Important safety lesson for Notts children

A record number of youngsters from across the county had been taught to speak out about abuse thanks to the hard work of a children's charity.

By The Newsroom
Thursday, 7th September 2017, 7:28 pm
Updated Monday, 11th September 2017, 12:47 pm

The NSPCC taught a record total of more than 25,000 Nottinghamshire pupils in a single year how to keep themselves safe, new figures reveal .

The charity’s pioneering ‘Speak Out. Stay Safe’ programme visited 117 primary schools across the county excluding Nottingham during the 2016/17 academic year -reaching 12,240 pupils - and is planning to continue its good work this academic year.
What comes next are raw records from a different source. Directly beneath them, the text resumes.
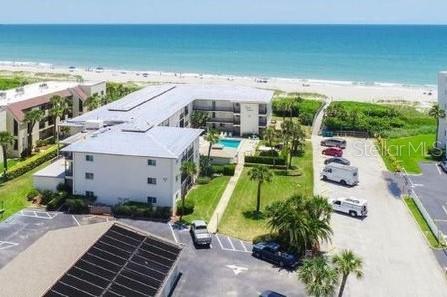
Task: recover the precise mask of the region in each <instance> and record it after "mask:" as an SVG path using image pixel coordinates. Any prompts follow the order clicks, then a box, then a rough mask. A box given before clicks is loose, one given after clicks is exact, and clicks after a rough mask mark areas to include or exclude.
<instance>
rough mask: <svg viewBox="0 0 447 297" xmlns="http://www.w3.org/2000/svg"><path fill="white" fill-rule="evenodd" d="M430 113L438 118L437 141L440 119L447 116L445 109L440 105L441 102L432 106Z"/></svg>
mask: <svg viewBox="0 0 447 297" xmlns="http://www.w3.org/2000/svg"><path fill="white" fill-rule="evenodd" d="M428 115H429V116H431V117H432V118H434V119H435V120H436V143H437V142H438V133H439V121H440V120H441V119H444V118H445V116H446V113H445V110H443V109H441V108H440V107H439V104H435V105H433V106H432V108H431V109H430V111H429V112H428ZM436 146H437V145H436Z"/></svg>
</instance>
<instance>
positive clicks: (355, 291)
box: [312, 135, 447, 297]
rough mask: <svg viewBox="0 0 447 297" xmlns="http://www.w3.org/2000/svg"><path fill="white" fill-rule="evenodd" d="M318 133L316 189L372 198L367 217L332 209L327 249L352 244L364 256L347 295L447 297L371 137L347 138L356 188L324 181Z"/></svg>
mask: <svg viewBox="0 0 447 297" xmlns="http://www.w3.org/2000/svg"><path fill="white" fill-rule="evenodd" d="M320 140H321V137H320V136H316V135H313V136H312V143H313V151H314V170H315V189H314V190H315V193H316V194H321V195H324V196H326V197H329V198H338V197H346V196H354V197H357V198H362V199H367V200H368V209H369V213H368V217H367V218H366V219H364V220H359V219H354V218H351V217H348V216H344V215H342V214H337V213H334V214H333V216H332V222H331V224H332V227H333V230H334V236H333V241H332V244H329V245H328V247H327V249H328V250H330V251H332V252H334V251H336V250H340V249H351V250H353V251H354V252H355V253H356V254H358V255H360V256H361V257H362V258H363V260H364V274H365V275H364V278H363V279H362V280H356V279H355V278H354V277H351V278H350V279H349V280H348V284H347V288H346V294H345V296H374V297H381V296H383V297H385V296H386V297H388V296H393V297H400V296H402V297H413V296H414V297H426V296H427V297H437V296H447V281H446V279H445V277H444V275H443V272H442V270H441V267H440V266H439V265H438V263H437V262H436V259H435V257H434V254H433V253H432V251H431V250H430V249H429V247H428V246H427V243H426V242H425V239H424V238H423V236H422V234H421V233H420V231H419V229H418V226H417V225H416V223H415V222H414V220H413V218H412V217H411V215H410V213H409V212H408V210H407V209H406V207H405V205H404V204H403V203H402V201H401V200H400V199H399V197H396V196H394V195H393V193H396V191H395V188H393V187H394V185H393V184H392V183H391V181H390V180H391V178H388V177H387V176H389V174H390V173H388V172H387V171H386V169H385V166H384V164H383V161H382V159H381V157H380V156H379V155H378V153H377V151H376V150H375V147H374V143H373V140H365V139H353V138H347V141H348V147H347V148H346V150H345V154H344V157H346V158H348V159H349V160H351V162H352V165H353V166H356V167H358V168H359V176H360V184H359V185H358V186H356V187H353V188H346V187H342V186H340V185H337V184H333V183H328V182H323V181H321V180H320V179H319V173H320V172H321V170H322V168H323V166H324V165H323V160H324V157H322V155H321V149H322V148H321V146H320Z"/></svg>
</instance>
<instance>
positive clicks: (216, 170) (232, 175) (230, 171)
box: [211, 164, 236, 176]
mask: <svg viewBox="0 0 447 297" xmlns="http://www.w3.org/2000/svg"><path fill="white" fill-rule="evenodd" d="M211 168H212V172H213V174H222V175H225V176H233V175H234V171H235V170H236V165H234V164H227V165H212V166H211Z"/></svg>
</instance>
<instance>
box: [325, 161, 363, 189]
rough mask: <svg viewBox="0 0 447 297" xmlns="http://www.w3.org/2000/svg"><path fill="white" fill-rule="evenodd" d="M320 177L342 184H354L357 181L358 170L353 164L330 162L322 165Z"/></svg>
mask: <svg viewBox="0 0 447 297" xmlns="http://www.w3.org/2000/svg"><path fill="white" fill-rule="evenodd" d="M320 177H321V178H322V179H323V180H330V181H334V182H337V183H340V184H342V185H349V186H355V185H356V184H358V183H359V170H358V168H357V167H353V166H346V165H342V164H337V163H330V164H328V165H326V166H325V167H324V169H323V171H322V172H321V173H320Z"/></svg>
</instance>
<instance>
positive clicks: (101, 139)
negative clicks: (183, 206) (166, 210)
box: [34, 84, 273, 208]
mask: <svg viewBox="0 0 447 297" xmlns="http://www.w3.org/2000/svg"><path fill="white" fill-rule="evenodd" d="M272 96H273V92H272V91H267V90H259V89H255V88H246V87H235V86H217V85H171V84H167V85H157V86H149V87H146V88H144V89H142V90H139V91H137V92H134V93H132V94H129V95H127V96H126V97H124V98H122V99H120V100H118V101H115V102H112V103H110V104H107V105H105V106H103V107H100V108H98V109H96V110H93V111H90V112H87V113H84V114H83V115H80V116H78V117H75V118H73V119H68V120H66V121H65V123H64V125H68V126H72V127H74V129H75V128H78V129H79V131H80V132H79V133H77V134H75V135H73V136H71V137H69V138H67V139H65V140H64V141H63V143H64V144H65V145H66V147H65V148H63V149H62V152H63V154H64V156H65V160H58V161H57V162H56V163H54V164H51V165H50V166H49V167H47V168H45V169H43V170H42V171H40V172H37V173H36V174H35V176H34V183H35V186H36V188H38V189H54V188H55V187H56V185H57V184H58V183H60V182H65V183H66V184H67V185H69V186H70V187H71V188H72V190H73V194H77V195H85V196H94V197H96V198H97V202H99V203H104V204H108V205H114V204H117V203H120V202H124V201H128V200H131V201H139V202H148V203H151V204H153V205H154V206H163V207H172V208H174V206H175V201H176V199H178V198H180V197H181V195H182V193H185V192H186V190H187V189H188V186H189V184H190V183H191V181H190V180H188V179H187V178H186V177H184V176H182V174H181V171H180V167H181V164H182V162H184V161H186V160H190V161H192V162H194V163H196V164H197V165H198V163H199V136H200V134H201V133H202V132H203V130H201V129H192V128H189V127H190V126H191V114H192V113H193V112H194V111H196V110H199V111H203V112H207V113H209V119H208V123H207V126H209V127H214V128H216V129H219V130H221V131H226V132H231V133H232V135H235V136H238V135H252V134H259V133H262V130H263V129H264V128H265V127H266V126H267V123H268V122H269V120H270V117H271V100H272Z"/></svg>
The campaign teaches children aged five to 11 how to recognise sexual, emotional and physical abuse, and who they can talk to about concerns.

The programme consists of separately tailored assemblies - one for early years and key stage one and another for key stage two pupils - followed by a one-hour classroom workshop for children in years five and six.

With the help of NSPCC mascot Buddy, the charity uses the interactive assemblies and workshops to help children:

• understand abuse in all its forms and recognise the signs of abuse

• know how to protect themselves from all forms of abuse

• know how to get help, and the sources of help available to them, including the Childline service.

A clear example of ‘Speak Out. Stay Safe’s’ impact was seen earlier this year, when Matthew Salmon, of Nottingham, was found guilty of rape and child sexual abuse offences after his victim came forward following an NSPCC workshop at her school.

NSPCC Schools Service area co-ordinator for Nottinghamshire, Emma Grishin, commented: “’Speak Out. Stay Safe’ gives children the courage and knowledge to speak out and is spreading an important message - but does so in a lively, interactive and memorable way.

“We want to leave children feeling empowered to talk to a trusted adult or Childline.”

“We are delighted to have reached so many children in Nottinghamshire last year and we are looking forward to going back into schools over the coming months.”